Bill grew up in New Ulm, Minnesota, where he met and later married his wonderful wife Mary. After Notre Dame he attended Yale Law School, clerked for Chief Justice Earl Warren, went on to a distinguished legal career with a Washington law firm, and eventually served as president of the Association of American Railroads.

Bill sent one of his sons to Notre Dame and over the years, like most well-meaning alumni, he generally accepted the endless favorable reports and “brand promotion” churned out by the Notre Dame public relations machine. That came to an end with the Vagina Monologues fiasco in 2006, after which he helped form the Sycamore Trust. He joined with other concerned alumni in shaping a group to address the weakening of the Catholic identity of the university. Bill quickly realized that the Monologues episode was a mere symptom, and that the fundamental issue threatening the Catholic mission of Notre Dame was the radical reduction in the proportion of committed Catholics on the faculty.

Subsequently, Bill and his colleagues in the Sycamore Trust have worked tirelessly to promote serious reflection on Notre Dame. There is some fear of critical discussion of the present state and future direction of Notre Dame on campus, and there is even some desire to suppress it from an administration that only wishes to facilitate distribution of a controlled message. The carefully researched and lucid Sycamore bulletins provide an honest picture of what is occurring at Notre Dame. They both acknowledge the good that occurs and address the failures of the administration and other individuals and entities to uphold the University’s Catholic mission. Sycamore’s attention to faculty hiring has been of special importance and one can only wish that Bill’s insight on this matter was shared by the fellows and trustees of Notre Dame, who so often seem asleep at the wheel.

My associations with Bill Dempsey might have remained more on the level of a professional association as we pursued certain shared convictions about Notre Dame but, over the past fourteen years, we have moved far beyond that. I visit him when I can, and we converse and correspond often.  (How he keeps up with his correspondence I do not know!) I have come to admire and to benefit greatly from his integrity, his courage and his willingness to speak the truth. No issue scares him––he has been willing in recent years to challenge the confused proponents of gender ideology and progressive ‘wokeness’ on campus, who seem determined to tear at the university’s Catholic character.

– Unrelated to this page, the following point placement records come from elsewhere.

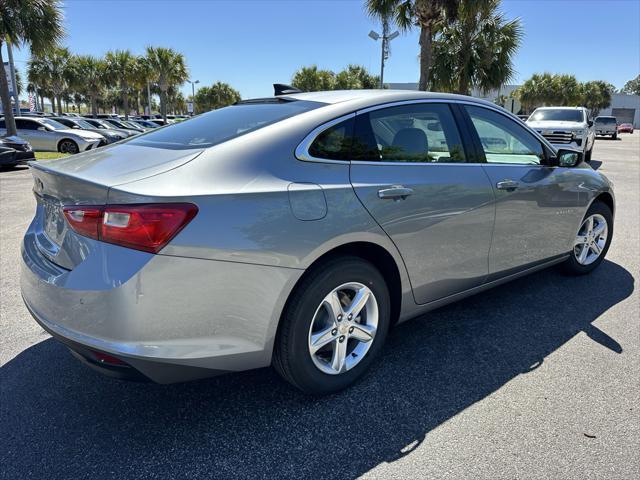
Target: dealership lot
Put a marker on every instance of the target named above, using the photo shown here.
(537, 378)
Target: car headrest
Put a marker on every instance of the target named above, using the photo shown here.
(411, 140)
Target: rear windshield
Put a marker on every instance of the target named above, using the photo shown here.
(223, 124)
(559, 115)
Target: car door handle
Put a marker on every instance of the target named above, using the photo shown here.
(508, 185)
(397, 192)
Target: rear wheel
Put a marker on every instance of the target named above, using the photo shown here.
(592, 240)
(334, 326)
(68, 146)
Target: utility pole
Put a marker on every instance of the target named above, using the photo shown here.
(12, 69)
(386, 38)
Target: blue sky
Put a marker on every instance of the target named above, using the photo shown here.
(254, 43)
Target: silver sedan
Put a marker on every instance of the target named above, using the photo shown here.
(47, 135)
(294, 231)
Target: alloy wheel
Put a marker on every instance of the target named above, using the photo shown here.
(343, 328)
(591, 239)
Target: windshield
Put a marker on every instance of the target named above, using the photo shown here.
(558, 115)
(83, 124)
(223, 124)
(606, 120)
(54, 124)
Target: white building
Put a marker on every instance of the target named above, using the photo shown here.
(626, 108)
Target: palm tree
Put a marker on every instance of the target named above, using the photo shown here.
(167, 69)
(475, 50)
(429, 15)
(37, 23)
(89, 75)
(121, 66)
(356, 77)
(312, 79)
(217, 95)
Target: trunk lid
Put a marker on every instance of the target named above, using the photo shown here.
(85, 180)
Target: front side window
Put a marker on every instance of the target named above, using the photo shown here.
(418, 133)
(503, 140)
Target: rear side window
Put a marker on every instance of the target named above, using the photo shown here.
(223, 124)
(334, 143)
(419, 133)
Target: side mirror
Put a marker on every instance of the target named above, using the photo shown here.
(568, 158)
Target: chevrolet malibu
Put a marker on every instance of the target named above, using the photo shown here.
(294, 231)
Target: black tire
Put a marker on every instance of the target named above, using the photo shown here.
(571, 266)
(68, 146)
(292, 359)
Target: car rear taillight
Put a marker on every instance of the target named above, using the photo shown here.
(147, 227)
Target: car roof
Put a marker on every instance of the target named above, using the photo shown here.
(560, 108)
(375, 97)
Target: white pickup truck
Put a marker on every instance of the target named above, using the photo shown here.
(565, 127)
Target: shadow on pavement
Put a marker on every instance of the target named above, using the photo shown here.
(62, 420)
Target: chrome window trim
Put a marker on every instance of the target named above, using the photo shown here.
(302, 150)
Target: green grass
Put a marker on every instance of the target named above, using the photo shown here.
(49, 155)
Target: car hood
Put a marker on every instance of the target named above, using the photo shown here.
(81, 133)
(549, 125)
(119, 163)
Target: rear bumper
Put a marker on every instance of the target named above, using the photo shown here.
(170, 319)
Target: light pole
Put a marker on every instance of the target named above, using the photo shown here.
(386, 38)
(193, 94)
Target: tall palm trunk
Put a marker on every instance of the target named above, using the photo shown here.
(163, 104)
(125, 100)
(94, 105)
(425, 57)
(10, 122)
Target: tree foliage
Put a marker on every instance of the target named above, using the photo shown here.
(476, 49)
(217, 95)
(167, 68)
(36, 23)
(428, 15)
(353, 77)
(632, 87)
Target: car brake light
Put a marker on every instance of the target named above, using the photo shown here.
(147, 227)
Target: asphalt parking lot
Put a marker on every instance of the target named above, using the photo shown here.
(539, 378)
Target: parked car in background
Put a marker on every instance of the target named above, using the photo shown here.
(8, 156)
(625, 128)
(296, 230)
(145, 123)
(565, 127)
(47, 135)
(101, 124)
(80, 123)
(122, 125)
(24, 151)
(606, 126)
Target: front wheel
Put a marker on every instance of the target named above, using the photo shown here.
(333, 327)
(592, 240)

I can only pray that some of Bill’s virtue has rubbed off on me.  It has been a true blessing that, while seemingly being on the “losing side” of so much that has happened at Notre Dame over the past two decades, I have gained such friends as Bill and Mary Dempsey. As with Don Briel, my regular communications with Bill help sustain me in my ministry. Bill’s determination and willingness to persevere in his efforts serve as a challenge.  He is like Caleb from the Book of Joshua, still willing to lead from the front despite his age. He provides inspiration for me.

These two friends shared much in their faith, their courage and their hopes for their alma mater. No defeat of the moment could deter them because they possessed an awareness that we are all part of a larger drama that is not obvious to those whose perspective is only that of this world. Just like Fran Maier, whose service merited his enrollment as a Knight Commander of the Order of St. Gregory the Great by Pope Francis, these two good men recognised that we must be about helping each other get to heaven.  They understood the Lord’s counsel to follow His example and instruction in being willing to “lay down one’s life for one’s friends” (John 15:13-14). I am so fortunate to count them among my friends. May we continue to be the beneficiaries of such friendships and be guided to serve as such friends in the lives of others.

Fr. Bill Miscamble, C.S.C., teaches in the History Department and is a member of the Rover’s Faculty Advisory Board. He is on leave this year and serves as the Randall Chair in Christian Culture at Providence College.